Closed n7s closed 7 years ago
maybe the CI steps can include -j4 as the concurrent jobs parameter so it does not try to max out all the available cores?
This sounds like a bug in the CI config, not a smith bug.
Setting the CI config to -j1 I still see multiple xetex instances running in parrallel. And then the build gets cancelled.
more diagnosis and config tweaks needed
this might be completely unrelated but I notice that the configure target detects/lists xetex multiple times, maybe it's the way ret is build in find_program() in waflib/Configure.py ?
I've set the JOBS environment to 4 in the template and automatically thus applied to all Font CI projects on TC. This is honoured by waf/smith and doesn't depend on setting the right flag in the command scripts for multiple steps.

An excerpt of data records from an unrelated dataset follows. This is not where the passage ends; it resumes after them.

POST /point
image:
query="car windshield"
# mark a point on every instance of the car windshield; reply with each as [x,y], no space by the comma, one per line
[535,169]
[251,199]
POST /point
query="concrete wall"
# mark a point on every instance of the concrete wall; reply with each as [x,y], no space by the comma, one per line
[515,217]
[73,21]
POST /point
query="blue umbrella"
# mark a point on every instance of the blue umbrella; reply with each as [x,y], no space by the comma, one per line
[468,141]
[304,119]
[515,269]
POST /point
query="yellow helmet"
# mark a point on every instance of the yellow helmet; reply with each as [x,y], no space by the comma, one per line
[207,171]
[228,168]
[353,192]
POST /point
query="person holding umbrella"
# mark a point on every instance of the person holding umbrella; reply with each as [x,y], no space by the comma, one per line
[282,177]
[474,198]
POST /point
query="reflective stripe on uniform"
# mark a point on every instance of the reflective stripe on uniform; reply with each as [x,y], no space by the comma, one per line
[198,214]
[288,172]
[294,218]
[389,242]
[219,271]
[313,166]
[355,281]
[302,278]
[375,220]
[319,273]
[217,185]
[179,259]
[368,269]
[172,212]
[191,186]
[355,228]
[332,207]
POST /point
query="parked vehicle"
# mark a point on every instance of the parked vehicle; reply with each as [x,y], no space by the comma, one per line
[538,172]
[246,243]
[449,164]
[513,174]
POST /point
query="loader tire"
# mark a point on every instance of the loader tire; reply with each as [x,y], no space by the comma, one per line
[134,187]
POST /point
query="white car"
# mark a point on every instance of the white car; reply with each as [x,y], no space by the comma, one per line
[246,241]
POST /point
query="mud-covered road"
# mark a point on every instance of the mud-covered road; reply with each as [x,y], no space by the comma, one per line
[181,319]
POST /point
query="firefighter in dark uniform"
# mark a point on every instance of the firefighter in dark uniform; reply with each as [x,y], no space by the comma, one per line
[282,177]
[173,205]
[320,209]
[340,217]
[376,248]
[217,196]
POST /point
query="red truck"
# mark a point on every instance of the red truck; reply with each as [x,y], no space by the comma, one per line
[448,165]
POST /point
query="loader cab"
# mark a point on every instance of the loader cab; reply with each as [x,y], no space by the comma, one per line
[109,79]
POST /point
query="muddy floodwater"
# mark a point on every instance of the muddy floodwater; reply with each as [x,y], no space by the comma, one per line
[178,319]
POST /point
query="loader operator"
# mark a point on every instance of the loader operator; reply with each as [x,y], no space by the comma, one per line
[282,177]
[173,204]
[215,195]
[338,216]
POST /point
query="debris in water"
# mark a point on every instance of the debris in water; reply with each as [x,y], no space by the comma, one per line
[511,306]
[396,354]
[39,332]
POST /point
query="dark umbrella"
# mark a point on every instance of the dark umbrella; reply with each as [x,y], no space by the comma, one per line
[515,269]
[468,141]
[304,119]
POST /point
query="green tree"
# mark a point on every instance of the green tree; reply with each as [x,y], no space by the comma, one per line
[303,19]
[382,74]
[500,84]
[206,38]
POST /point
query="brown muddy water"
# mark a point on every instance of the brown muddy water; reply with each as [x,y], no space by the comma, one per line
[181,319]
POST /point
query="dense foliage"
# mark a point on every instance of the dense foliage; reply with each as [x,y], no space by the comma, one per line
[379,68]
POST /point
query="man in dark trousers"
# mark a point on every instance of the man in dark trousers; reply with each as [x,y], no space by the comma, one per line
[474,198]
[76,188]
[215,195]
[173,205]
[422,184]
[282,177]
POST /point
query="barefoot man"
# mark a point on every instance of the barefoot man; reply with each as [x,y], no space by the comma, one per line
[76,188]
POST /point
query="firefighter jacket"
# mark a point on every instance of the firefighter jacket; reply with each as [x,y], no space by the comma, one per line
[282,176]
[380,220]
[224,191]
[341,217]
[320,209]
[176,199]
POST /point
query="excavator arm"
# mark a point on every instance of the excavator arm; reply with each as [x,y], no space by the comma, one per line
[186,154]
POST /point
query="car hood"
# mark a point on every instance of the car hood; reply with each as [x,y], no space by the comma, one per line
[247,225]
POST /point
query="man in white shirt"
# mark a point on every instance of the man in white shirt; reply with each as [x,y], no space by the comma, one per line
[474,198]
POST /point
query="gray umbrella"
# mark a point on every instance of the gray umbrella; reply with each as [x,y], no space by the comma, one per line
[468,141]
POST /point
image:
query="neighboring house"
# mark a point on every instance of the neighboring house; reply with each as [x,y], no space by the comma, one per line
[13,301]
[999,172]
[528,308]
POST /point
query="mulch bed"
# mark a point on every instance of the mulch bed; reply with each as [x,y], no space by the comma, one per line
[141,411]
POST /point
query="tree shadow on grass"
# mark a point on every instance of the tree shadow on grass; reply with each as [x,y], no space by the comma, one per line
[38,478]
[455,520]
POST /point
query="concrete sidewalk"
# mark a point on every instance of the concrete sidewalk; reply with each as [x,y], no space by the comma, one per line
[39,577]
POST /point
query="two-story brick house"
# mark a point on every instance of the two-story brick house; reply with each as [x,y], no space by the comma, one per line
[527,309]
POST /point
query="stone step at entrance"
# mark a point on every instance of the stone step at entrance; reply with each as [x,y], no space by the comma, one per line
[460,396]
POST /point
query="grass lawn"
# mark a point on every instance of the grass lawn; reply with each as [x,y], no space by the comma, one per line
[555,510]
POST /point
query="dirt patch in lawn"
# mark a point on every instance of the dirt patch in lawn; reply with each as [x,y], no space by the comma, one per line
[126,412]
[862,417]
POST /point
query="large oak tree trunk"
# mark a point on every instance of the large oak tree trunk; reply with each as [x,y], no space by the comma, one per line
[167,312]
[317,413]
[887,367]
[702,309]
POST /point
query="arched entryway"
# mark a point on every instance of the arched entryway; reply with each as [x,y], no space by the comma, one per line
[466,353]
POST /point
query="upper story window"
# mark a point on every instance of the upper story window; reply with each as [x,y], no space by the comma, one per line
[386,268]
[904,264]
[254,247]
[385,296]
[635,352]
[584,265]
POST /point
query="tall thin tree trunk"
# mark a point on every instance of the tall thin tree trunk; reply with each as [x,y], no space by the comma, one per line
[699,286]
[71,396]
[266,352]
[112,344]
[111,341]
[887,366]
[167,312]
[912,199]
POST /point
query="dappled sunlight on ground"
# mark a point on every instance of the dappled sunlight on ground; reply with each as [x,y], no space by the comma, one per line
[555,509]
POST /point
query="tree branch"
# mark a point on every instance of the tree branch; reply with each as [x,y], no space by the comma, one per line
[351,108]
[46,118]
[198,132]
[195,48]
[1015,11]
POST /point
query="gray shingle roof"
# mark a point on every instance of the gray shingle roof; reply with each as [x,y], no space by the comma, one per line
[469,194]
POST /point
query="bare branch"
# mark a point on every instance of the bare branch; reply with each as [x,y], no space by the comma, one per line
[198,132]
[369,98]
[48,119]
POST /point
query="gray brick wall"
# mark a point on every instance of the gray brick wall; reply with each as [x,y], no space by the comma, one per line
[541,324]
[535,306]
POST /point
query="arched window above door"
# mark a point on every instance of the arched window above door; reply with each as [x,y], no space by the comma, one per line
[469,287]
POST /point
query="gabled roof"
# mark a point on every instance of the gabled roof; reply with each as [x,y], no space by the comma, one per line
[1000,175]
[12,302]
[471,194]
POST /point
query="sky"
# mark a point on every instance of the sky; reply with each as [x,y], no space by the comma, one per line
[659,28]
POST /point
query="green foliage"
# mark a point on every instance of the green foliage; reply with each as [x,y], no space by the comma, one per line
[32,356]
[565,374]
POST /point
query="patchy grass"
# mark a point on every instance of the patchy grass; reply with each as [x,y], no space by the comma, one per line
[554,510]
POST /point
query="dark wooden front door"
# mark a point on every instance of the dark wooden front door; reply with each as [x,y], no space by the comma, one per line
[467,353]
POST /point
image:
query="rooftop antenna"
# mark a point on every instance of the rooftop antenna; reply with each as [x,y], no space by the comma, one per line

This is confirmed to fix the issue, which was that waf is discovering the hosts physical number of cores, rather than the assigned number of cores as specified by the kernel to the guest (on most systems those two are the same unless changed by tasksel
)
The continued problem nico was seeing after setting -j1
was he'd missed a custom step that only existed in the Padauk project rather than the template, which ran smith pdfs
. I've removed that step since smith alltests
runs that anyway.
We have noticed that smith seriously strains the CI container (to the point of OOM invocation to kill the process). For example, too many instances of xetex are called in parrallel during the tests stage and it looks like the underlying waf max-es out the available cores (like over 20 instances, even when the number is reduced in the container configuration) and the build then gets cancelled because it runs out of memory.
It would be useful to have a way to serialize big jobs (e.g. reduce the amount of xetex instances being launched together).